On May 29, 2023, Fulmer signed a minor league contract with the Los Angeles Angels organization. In 12 games (11 starts) for the Triple–A Salt Lake Bees, he recorded a 5.27 ERA with 33 strikeouts in 41.0 innings of work. On September 24, the Angels selected Fulmer's contract, adding him to the major league roster. In three appearances for the team, he logged a 2.70 ERA with 6 strikeouts in 10.0 innings of work. Following the season on October 16, Fulmer was removed from the 40–man roster and sent outright to Triple–A Salt Lake. He elected free agency the following day.

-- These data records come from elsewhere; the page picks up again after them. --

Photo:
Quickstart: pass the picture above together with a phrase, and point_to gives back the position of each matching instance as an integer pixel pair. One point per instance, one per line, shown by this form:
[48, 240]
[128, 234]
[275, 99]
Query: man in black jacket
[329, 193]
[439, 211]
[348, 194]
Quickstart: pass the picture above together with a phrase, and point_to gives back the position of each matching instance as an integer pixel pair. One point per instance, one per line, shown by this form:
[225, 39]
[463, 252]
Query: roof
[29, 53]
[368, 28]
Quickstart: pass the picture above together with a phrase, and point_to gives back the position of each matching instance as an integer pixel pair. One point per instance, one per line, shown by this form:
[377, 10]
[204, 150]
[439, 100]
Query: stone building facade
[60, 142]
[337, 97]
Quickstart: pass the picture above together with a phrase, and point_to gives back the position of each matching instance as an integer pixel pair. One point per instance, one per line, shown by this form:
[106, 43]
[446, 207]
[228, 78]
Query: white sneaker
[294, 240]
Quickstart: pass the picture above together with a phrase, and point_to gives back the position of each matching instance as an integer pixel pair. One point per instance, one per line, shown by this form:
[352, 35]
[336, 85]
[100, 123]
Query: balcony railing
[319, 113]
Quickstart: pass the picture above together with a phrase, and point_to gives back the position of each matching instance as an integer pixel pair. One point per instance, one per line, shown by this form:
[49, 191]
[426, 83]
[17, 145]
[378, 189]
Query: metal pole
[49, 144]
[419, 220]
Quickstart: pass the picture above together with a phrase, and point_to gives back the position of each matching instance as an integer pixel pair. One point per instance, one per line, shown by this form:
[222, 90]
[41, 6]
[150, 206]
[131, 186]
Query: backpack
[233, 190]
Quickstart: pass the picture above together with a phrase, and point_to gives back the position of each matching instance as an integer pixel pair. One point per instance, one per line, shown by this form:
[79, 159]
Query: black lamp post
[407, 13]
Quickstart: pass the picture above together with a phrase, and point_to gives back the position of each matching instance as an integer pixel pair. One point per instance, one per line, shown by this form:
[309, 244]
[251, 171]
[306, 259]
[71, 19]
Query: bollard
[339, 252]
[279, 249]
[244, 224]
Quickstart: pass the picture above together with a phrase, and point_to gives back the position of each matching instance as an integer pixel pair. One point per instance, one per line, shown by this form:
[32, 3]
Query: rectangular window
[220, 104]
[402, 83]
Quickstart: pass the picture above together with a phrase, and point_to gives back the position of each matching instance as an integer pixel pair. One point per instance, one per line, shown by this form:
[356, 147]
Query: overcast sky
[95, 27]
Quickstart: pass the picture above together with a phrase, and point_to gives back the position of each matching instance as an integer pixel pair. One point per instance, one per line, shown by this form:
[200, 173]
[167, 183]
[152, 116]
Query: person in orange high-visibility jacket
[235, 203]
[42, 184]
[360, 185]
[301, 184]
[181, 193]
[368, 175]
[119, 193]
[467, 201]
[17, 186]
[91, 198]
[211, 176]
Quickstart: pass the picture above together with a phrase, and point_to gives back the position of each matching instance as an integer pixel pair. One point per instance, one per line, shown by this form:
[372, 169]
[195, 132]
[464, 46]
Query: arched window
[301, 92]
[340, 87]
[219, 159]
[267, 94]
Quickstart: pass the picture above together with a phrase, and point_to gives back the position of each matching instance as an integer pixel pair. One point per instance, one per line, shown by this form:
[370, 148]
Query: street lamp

Fulmer rejoined the Angels on a new minor league contract on February 9, 2024. On April 8, after one start for Salt Lake, he was selected to the major league roster. In 37 appearances for the Angels, he logged an 0–5 record and 4.15 ERA with 81 strikeouts across 86 2/3 innings pitched. On October 24, Fulmer was removed from the 40–man roster and sent outright to Salt Lake. He elected free agency on October 28.

===Pittsburgh Pirates===
On December 13, 2024, Fulmer signed a minor league contract with the Pittsburgh Pirates. He made 13 appearances (six starts) for the Triple-A Indianapolis Indians, posting a 1-3 record and 4.64 ERA with 38 strikeouts across 42 2/3 innings pitched. Fulmer was released by the Pirates organization on June 2.

===Los Angeles Angels (second stint)===
On June 4, 2025, Fulmer signed a minor league contract with the Los Angeles Angels. In nine appearances for the Triple-A Salt Lake Bees, he logged a 1-0 record and 1.54 with ERA with 12 strikeouts across 11 2/3 innings pitched. On July 9, the Angels selected Fulmer's contract, adding him to their active roster. In 13 appearances for Los Angeles, he recorded a 5.83 ERA with 26 strikeouts across 29 1/3 innings pitched. On August 24, Fulmer was placed on the injured list due to right elbow inflammation. He was transferred to the 60-day injured list on September 1, officially ending his season. On October 22, Fulmer was removed from the 40-man roster and sent outright to Salt Lake; he subsequently rejected the assignment and elected free agency.

===Pittsburgh Pirates (second stint)===
On February 23, 2026, Fulmer returned to the Pittsburgh Pirates organization on a minor league contract. He was assigned to the Triple-A Indianapolis Indians to begin the season, where he posted a 2-2 record and 6.35 ERA with 27 strikeouts over 34 innings of work.

===Seattle Mariners===
On June 9, 2026, Fulmer was traded to the Seattle Mariners organization.

==Personal==
Fulmer married his high school sweetheart, Sabina Vargas, in November 2017 in Malibu, California.